已知$X_{1},X_{2},X_{3},X_{4}$是来自总体$N(\mu,1)$的样本,即$Var(X_i)=1$,$i = 1,2,3,4$。对于线性估计量$\hat{\theta}=\sum_{i = 1}^{n}a_iX_i$,其方差$Var(\hat{\theta})=\sum_{i = 1}^{n}a_i^2Var(X_i)$,由于$Var(X_i)=1$,所以$Var(\hat{\theta})=\sum_{i = 1}^{n}a_i^2$。
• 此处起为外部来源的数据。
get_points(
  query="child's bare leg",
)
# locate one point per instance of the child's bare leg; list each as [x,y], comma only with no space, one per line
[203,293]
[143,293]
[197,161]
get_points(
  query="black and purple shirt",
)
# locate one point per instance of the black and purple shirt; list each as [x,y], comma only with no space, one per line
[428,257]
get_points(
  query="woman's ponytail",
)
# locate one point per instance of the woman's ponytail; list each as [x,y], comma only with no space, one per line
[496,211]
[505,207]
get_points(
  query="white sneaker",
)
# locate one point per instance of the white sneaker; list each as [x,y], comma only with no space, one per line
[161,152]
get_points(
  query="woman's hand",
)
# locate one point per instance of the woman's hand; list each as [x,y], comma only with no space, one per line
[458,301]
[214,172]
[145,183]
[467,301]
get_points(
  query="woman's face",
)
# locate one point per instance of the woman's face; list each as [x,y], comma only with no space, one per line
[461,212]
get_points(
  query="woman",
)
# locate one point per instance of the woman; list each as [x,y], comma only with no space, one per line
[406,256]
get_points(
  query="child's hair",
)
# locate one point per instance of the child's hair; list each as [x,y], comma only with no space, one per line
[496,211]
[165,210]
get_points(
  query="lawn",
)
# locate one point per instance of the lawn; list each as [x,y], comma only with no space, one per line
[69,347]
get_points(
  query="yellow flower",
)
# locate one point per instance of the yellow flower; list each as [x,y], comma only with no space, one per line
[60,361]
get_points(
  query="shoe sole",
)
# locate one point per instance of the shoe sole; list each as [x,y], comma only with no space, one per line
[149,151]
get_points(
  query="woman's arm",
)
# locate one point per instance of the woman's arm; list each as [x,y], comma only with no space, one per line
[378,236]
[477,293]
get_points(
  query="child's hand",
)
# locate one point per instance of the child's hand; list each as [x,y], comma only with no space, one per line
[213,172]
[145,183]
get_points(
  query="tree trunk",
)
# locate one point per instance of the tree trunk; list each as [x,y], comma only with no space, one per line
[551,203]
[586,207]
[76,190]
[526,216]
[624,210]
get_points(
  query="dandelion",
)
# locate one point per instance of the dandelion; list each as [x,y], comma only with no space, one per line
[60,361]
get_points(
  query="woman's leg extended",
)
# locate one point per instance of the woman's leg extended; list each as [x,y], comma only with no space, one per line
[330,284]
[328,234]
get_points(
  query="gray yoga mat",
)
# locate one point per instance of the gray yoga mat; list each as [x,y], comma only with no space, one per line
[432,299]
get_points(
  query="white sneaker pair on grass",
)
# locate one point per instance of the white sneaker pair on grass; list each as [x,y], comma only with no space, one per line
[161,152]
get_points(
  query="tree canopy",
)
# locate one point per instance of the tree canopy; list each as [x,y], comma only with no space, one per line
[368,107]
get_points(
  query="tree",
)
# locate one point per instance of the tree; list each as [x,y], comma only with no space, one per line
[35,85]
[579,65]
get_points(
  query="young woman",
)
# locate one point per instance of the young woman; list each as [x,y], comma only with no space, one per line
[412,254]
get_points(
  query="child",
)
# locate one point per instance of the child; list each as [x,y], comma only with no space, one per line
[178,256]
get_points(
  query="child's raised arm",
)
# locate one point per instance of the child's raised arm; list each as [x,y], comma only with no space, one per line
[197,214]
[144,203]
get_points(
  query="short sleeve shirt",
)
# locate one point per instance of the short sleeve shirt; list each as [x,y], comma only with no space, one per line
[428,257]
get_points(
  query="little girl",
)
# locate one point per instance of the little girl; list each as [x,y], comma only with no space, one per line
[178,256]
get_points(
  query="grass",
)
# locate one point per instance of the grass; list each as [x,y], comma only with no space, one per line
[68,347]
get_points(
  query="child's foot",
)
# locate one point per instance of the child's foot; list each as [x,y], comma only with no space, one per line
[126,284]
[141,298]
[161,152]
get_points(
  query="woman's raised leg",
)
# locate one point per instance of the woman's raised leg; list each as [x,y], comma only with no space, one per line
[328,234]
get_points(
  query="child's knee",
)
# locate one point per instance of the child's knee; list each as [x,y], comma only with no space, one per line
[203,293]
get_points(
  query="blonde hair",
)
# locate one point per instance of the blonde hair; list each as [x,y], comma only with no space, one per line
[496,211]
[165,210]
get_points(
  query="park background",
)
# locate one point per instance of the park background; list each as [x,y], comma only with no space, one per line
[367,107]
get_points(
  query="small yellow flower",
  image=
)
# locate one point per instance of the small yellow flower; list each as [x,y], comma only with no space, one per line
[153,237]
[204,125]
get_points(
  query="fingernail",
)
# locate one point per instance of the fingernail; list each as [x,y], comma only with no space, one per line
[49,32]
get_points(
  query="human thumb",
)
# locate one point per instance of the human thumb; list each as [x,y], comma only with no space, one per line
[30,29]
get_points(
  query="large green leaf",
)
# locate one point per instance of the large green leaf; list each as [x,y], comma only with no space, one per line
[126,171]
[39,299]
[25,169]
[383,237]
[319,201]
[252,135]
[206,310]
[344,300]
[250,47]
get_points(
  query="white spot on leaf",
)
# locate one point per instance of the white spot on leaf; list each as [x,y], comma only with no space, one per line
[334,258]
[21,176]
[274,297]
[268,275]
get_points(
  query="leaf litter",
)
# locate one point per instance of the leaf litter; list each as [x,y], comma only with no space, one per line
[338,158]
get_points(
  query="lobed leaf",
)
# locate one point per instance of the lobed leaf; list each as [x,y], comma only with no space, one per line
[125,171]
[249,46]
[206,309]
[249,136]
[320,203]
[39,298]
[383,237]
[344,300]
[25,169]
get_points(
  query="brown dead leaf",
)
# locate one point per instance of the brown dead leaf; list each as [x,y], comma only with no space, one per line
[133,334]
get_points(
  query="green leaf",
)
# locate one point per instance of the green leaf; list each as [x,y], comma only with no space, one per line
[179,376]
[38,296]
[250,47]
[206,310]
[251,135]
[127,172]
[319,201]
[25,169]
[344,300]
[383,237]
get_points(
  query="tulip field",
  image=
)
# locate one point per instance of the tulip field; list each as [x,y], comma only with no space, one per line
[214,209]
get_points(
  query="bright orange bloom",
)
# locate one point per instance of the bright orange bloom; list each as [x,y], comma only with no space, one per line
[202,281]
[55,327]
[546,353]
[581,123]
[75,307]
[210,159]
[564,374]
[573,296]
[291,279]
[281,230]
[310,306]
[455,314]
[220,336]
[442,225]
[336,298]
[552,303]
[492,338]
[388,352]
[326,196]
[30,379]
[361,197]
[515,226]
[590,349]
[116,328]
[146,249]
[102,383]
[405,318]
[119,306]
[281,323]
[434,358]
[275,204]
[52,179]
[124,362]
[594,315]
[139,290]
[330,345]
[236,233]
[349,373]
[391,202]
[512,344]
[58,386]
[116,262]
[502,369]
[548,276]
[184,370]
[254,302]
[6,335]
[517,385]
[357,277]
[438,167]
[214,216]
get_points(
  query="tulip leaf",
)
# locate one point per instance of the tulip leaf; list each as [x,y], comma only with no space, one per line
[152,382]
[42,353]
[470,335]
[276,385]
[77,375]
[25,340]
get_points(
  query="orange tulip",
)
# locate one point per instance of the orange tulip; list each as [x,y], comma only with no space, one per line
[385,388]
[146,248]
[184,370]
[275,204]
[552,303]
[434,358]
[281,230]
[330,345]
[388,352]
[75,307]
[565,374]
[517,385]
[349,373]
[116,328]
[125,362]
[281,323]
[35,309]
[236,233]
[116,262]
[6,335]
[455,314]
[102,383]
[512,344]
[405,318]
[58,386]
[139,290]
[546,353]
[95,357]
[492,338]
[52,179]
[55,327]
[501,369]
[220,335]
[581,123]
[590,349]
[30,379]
下面分别计算各估计量的方差:
- 对于$\hat{\mu}_{1}=\frac{1}{4}X_{1}+\frac{1}{3}X_{2}+\frac{1}{4}X_{3}+\frac{1}{6}X_{4}$:
根据上述方差计算公式可得:
$\begin{align*}Var(\hat{\mu}_{1})&=(\frac{1}{4})^2+(\frac{1}{3})^2+(\frac{1}{4})^2+(\frac{1}{6})^2\\&=\frac{1}{16}+\frac{1}{9}+\frac{1}{16}+\frac{1}{36}\\&=\frac{9}{144}+\frac{16}{144}+\frac{9}{144}+\frac{4}{144}\\&=\frac{9 + 16+9 + 4}{144}\\&=\frac{38}{144}\\&=\frac{19}{72}\end{align*}$ - 对于$\hat{\mu}_{2}=\frac{1}{4}X_{1}+\frac{1}{4}X_{2}+\frac{1}{4}X_{3}+\frac{1}{4}X_{4}$:
$\begin{align*}Var(\hat{\mu}_{2})&=(\frac{1}{4})^2+(\frac{1}{4})^2+(\frac{1}{4})^2+(\frac{1}{4})^2\\&=4\times\frac{1}{16}\\&=\frac{4}{16}\\&=\frac{1}{4}\end{align*}$ - 对于$\hat{\mu}_{3}=\frac{1}{3}X_{1}+\frac{1}{3}X_{2}+\frac{1}{3}X_{3}$:
$\begin{align*}Var(\hat{\mu}_{3})&=(\frac{1}{3})^2+(\frac{1}{3})^2+(\frac{1}{3})^2\\&=3\times\frac{1}{9}\\&=\frac{3}{9}\\&=\frac{1}{3}\end{align*}$ - 对于$\hat{\mu}_{4}=\frac{1}{2}X_{1}+\frac{1}{2}X_{2}$:
$\begin{align*}Var(\hat{\mu}_{4})&=(\frac{1}{2})^2+(\frac{1}{2})^2\\&=2\times\frac{1}{4}\\&=\frac{2}{4}\\&=\frac{1}{2}\end{align*}$
为了方便比较大小,将各方差值化为小数:
- $Var(\hat{\mu}_{1})=\frac{19}{72}\approx0.2639$
- $Var(\hat{\mu}_{2})=\frac{1}{4}=0.25$
- $Var(\hat{\mu}_{3})=\frac{1}{3}\approx0.3333$
- $Var(\hat{\mu}_{4})=\frac{1}{2}=0.5$
比较可得$0.25<0.2639<0.3333<0.5$,即$Var(\hat{\mu}_{2})$最小。